QTPOC Finding Community with their Intersecting Identities
Across the Bistro, a door with “You Belong Here. You Are Loved” written in rainbow words seemed fitting for the meeting taking place. Looking around the room, the meeting attendees laugh and discuss, reminding themselves that they do belong and that they are loved no matter what. It’s 7 p.m. on a Monday evening and this group, called the Queer and Trans People of Color (QTPOC), has created a community at Seattle University that blends various intersecting identities.
Almost a year old, QTPOC (pronounced like “cutie pock”) is a fairly new club on campus. Second year political science major and Co-President Ari S. created the club after he attended the student-run and student-focused Ignatian LGBTQIA+ conference, known as the IgnatianQ conference at Santa Clara University last spring through Campus Ministry.

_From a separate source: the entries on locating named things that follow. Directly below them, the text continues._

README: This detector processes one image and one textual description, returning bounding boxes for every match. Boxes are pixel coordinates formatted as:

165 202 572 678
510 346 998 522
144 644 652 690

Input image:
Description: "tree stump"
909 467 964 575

“I felt inspired there because I saw a lot of different kinds of queer spaces, especially queer spaces for people of color,” Ari said. But when he returned from his trip at Santa Clara and was back at Seattle U, he noticed a need for more of those spaces on our campus.

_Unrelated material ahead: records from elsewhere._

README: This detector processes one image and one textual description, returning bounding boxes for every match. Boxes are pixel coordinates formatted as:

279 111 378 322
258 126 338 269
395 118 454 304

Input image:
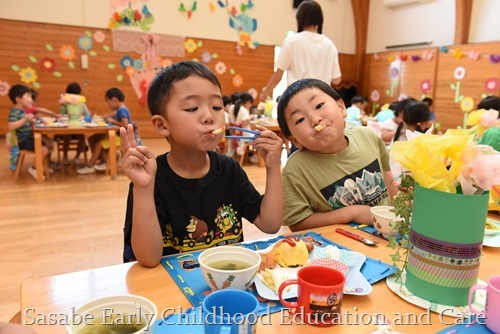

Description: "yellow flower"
460 96 474 112
19 67 38 84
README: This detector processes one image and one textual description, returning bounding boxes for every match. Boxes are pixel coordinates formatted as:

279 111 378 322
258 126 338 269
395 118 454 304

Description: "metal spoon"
335 228 378 246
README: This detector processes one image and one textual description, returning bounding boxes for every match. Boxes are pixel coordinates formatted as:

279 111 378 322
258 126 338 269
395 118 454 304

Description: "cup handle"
219 326 231 334
278 279 299 308
469 284 486 314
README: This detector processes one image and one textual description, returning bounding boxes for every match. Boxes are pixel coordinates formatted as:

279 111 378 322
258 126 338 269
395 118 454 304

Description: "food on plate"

“And I felt like, okay I see a community of queer people of color like fragments that are around SU, and I know a lot of them, but there isn’t a space for us to come together and group together and organize in a sense.”

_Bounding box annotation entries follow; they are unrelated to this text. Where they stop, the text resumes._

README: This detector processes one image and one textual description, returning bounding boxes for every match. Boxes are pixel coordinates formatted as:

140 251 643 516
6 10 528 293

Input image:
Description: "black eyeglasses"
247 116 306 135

Triangle Club, which supports Seattle U’s LGBTQIA+ community, already existed on campus before the inception of QTPOC. But by creating QTPOC, Vice President and second year Sociology major Mikayla Jones noted that there was a need for a space for queer folks to explicitly explore the intersection with race and culture.
“A lot of white queer people, one of their main identities is just being queer and they don’t have that intersectionality with different identities like people of color do, so they don’t really think about the different struggles that we have,” Jones said.
The founding QTPOC members thought space was necessary, because many times one or more of their identities were not welcome, often from peers or family back home. Some of QTPOC’s biggest struggles stem from finding a safe place to live near campus. The group is involved in gender-inclusive housing and they stress the importance of creating safe spaces on campus for historically marginalized groups.
It has been over a year since QTPOC’s inception and the club now has over a dozen members. While the name QTPOC represents queer and trans people, all members of the LGBTQIA+ community who are also people of color are welcome.
“The point of the Q and the T in QTPOC, is sort of like an umbrella term,” Karina Arroyo said, Co-President and second year-International and global studies major. “I don’t know all of the identities of people that are in the club right now, but the point was for all those people to be included.”
Arroyo, despite not being able to regularly attend QTPOC meetings, finds comfort in knowing that the space exists on campus whenever she needs it.
“I want people to join QTPOC because it’s a totally new experience,” Arroyo said, noting that she had struggled previously to find her place on campus. “But knowing that this space is on campus for people like me is very comforting and it makes me feel more at home here.”